I guess that explains what I was doing out there on the very rim of the Empire. I don't have any more to do with those self-important, ego-inflated aristocrats than I absolutely have to. Don't get me wrong, now - I love my father. It's all the fools he's surrounded by I can't stand. And since in an Empire the size of the Ninety-Nine Stars there are always a ton of minor situations that need attention before they become major problems, I can always find reasons to be anywhere other than Alphum.

Like, for instance, on Herrig's World.

I doubt there are more than a dozen people on the whole of the capitol planet who've ever heard of Herrig's World, much less know that the place's only major export is minzite ore. Yet nearly everyone makes use of the antigravity and artificial-gravity generators the refined form of this extremely rare mineral makes possible.

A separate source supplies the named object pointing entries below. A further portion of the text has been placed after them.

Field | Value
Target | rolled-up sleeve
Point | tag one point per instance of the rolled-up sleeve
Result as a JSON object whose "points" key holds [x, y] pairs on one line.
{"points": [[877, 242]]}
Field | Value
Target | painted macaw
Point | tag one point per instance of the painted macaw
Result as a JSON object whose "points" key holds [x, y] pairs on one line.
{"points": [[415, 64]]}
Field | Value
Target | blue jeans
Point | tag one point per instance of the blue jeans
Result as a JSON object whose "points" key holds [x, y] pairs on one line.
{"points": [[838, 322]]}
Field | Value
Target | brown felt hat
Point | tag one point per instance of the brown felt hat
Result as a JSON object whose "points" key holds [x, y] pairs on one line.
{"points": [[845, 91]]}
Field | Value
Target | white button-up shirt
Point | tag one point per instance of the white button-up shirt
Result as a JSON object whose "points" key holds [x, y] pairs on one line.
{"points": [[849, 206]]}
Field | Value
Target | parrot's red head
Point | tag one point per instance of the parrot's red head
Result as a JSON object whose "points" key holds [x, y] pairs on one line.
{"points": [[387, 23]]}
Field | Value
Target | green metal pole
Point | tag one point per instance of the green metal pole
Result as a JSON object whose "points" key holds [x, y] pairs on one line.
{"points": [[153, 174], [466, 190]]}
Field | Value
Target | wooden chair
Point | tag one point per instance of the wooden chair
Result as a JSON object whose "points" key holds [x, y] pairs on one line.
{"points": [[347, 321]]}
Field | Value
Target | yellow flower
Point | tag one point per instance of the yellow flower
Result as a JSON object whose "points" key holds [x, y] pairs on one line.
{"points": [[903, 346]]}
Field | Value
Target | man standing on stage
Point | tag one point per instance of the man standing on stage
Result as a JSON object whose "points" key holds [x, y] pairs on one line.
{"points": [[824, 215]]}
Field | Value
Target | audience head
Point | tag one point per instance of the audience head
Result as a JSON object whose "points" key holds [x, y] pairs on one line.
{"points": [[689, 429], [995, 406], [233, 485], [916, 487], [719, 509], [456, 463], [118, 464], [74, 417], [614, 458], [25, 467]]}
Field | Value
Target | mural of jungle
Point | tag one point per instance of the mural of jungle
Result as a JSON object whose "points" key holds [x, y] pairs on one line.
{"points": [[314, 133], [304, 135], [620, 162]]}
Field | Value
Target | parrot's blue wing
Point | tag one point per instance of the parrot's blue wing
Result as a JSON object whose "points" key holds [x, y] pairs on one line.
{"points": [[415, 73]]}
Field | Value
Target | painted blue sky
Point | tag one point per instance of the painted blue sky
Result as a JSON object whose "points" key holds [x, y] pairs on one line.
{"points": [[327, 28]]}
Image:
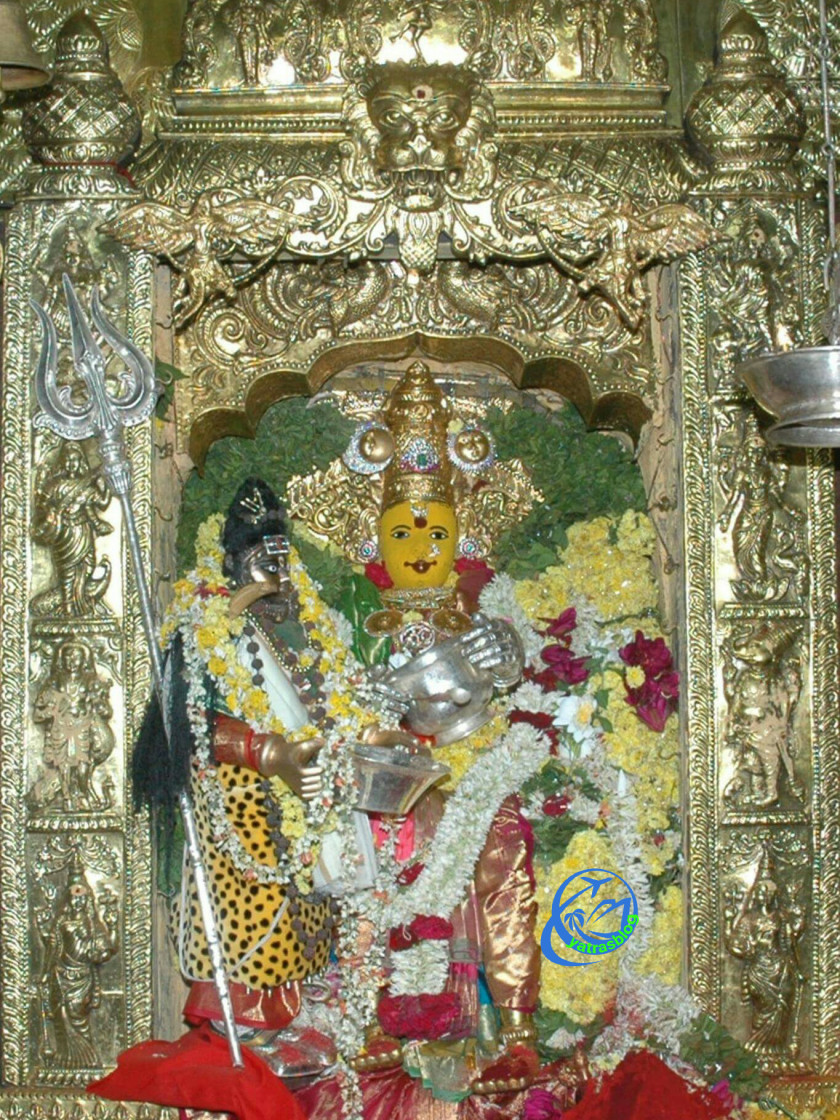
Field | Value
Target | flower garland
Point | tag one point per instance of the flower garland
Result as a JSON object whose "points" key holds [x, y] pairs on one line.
{"points": [[603, 686]]}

There are any number of products like this, of course, available from only one or a very few sources but highly desired everywhere, in this great Empire of ours. Few, however, are as universally used as minz coils. So, when the production of something as valuable as this experiences a sharp decline for no apparent reason, it attracts attention.

Now, this could have been addressed in several different manners. The navy could have been sent in to investigate, but they never do anything small. A flotilla of a dozen or more starships would have arrived, and chances are production would've suddenly undergone a miraculous recovery. At least until they left, anyway. Or an official auditor could have been dispatched, but he would have found several perfectly good reasons for the decline and filed a report saying, oh well, that's just the way it is. He would be much wealthier by the time he did so, but, well, that's just the way it is.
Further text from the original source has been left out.